The 45-41 defeat dropped the Aggies from seventh to 14th in the poll.
Now Texas A&M has to see if Johnny Manziel’s right shoulder is OK and figure out how to improve its porous defense before hosting Vanderbilt on Saturday.
Manziel missed a series in the fourth quarter against the Tigers with the shoulder injury before returning in the loss. Coach Kevin Sumlin didn’t provide an update on the severity of his injury after the game Saturday night, but didn’t think it was a factor in the defeat.
“He came back in and played,” Sumlin said. “I don’t know how to measure pain. He didn’t say anything to me; he just said that he was ready to go. We were able to move the ball; I don’t think that was the case. We had a breakdown in protection a couple of times in the second half, which that’s not his fault.”

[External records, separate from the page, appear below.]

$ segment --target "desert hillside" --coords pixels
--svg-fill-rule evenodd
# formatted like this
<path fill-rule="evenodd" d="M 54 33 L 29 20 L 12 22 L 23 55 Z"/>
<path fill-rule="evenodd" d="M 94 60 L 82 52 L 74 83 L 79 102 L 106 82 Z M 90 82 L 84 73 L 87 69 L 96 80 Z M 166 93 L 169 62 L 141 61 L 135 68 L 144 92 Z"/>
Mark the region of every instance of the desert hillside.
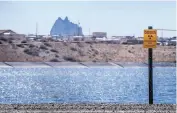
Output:
<path fill-rule="evenodd" d="M 147 62 L 147 52 L 142 45 L 0 38 L 0 62 Z M 157 46 L 153 49 L 153 59 L 156 62 L 175 62 L 176 47 Z"/>

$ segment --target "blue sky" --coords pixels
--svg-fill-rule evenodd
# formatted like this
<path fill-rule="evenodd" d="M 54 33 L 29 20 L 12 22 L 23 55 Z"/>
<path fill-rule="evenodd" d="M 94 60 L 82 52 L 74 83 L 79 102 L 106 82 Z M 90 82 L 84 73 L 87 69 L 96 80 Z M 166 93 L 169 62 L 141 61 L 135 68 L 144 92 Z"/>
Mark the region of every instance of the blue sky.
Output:
<path fill-rule="evenodd" d="M 14 1 L 0 2 L 0 29 L 12 29 L 17 33 L 49 34 L 58 17 L 77 23 L 83 33 L 94 31 L 112 35 L 142 36 L 149 25 L 154 28 L 176 29 L 176 3 L 160 1 Z M 158 32 L 161 35 L 161 32 Z M 173 36 L 175 32 L 165 31 L 163 36 Z"/>

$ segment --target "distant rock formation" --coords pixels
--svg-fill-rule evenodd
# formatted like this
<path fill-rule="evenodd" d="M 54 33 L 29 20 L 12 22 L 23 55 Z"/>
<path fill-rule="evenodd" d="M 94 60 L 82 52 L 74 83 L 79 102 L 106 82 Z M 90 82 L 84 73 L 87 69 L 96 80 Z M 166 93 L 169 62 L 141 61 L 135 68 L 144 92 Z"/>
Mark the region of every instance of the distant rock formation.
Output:
<path fill-rule="evenodd" d="M 51 31 L 50 35 L 58 35 L 58 36 L 81 36 L 82 28 L 79 27 L 79 25 L 74 24 L 68 20 L 68 17 L 66 17 L 64 20 L 62 20 L 60 17 L 55 21 Z"/>

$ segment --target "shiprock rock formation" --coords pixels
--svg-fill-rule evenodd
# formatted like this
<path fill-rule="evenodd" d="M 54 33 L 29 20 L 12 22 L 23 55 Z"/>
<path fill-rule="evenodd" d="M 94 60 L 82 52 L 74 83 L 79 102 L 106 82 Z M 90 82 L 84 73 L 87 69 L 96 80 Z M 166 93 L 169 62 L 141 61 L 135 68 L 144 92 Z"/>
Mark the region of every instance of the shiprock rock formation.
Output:
<path fill-rule="evenodd" d="M 55 21 L 51 31 L 50 35 L 57 35 L 57 36 L 81 36 L 82 28 L 78 24 L 74 24 L 73 22 L 70 22 L 68 17 L 65 17 L 64 20 L 62 20 L 60 17 Z"/>

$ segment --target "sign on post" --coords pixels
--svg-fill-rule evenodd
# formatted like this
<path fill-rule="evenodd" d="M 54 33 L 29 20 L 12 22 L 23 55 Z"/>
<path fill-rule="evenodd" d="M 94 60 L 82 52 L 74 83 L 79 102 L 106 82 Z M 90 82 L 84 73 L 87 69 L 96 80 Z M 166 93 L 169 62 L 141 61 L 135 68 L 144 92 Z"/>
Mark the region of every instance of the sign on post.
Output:
<path fill-rule="evenodd" d="M 144 48 L 156 48 L 157 45 L 157 30 L 145 29 L 144 30 Z"/>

He was injured when he bulled into three defenders and was drilled hard into the ground on his right side late in the third quarter. He looked uncomfortable when he returned and was constantly moving and rolling his right arm. Though Sumlin wouldn’t speculate on how he was feeling, receiver Malcome Kennedy said they knew he was in pain.
Manziel threw for 454 yards and four touchdowns, but also had two interceptions Saturday. He ran for a touchdown after the injury, but was sacked for a 22-yard loss on fourth down on the last drive to give Auburn the victory.
Though Manziel couldn’t get A&M in the end zone on the last possession, a much bigger problem Saturday—as it has been all year—was the play of the inexperienced defense.
Auburn controlled the game late with its running game and finished with 379 yards rushing.
The performance of A&M’s defense Saturday dropped the Aggies to 118th out of 123 FBS teams in yards allowed a game with 494.4. Their run defense is their biggest shortcoming as they’ve allowed 226.6 yards a game on the ground.
Injuries have forced the Aggies to rely on young players this season. Five of their defensive starters on Saturday were freshmen or sophomores.
Defensive coordinator Mark Snyder said he needs to figure out how to get some of his veterans on the unit to step up and help the younger players.
“There’s something to that, but that’s what we are here for as coaches. That’s our job,” he said. “If you don’t have that leadership on the field, you have to create that. We have to lead the way as coaches.”
The Aggies, who are giving up 33.9 points a game, had trouble getting off the field on third down on Saturday. The Tigers converted three third-downs on their last drive alone.
“We felt like we got them to third-and-long, but third-and-medium would be our downfall,” Snyder said. “That is very frustrating.”
The Aggies have three straight home games before a trip to No. 13 LSU on Nov. 23. Sumlin said he’ll look for his team to correct its mistakes and improve before hosting Vanderbilt Saturday.
“We got a lot of football left, there’s no telling what can happen,” Sumlin said. “In this league there’s a lot of close games, there are a lot of people who lost (Saturday), too. We got to keep playing and we can’t dwell on this, we got to move on, but we also got to look honestly at where we are and how we’re going to approach things from here on out.”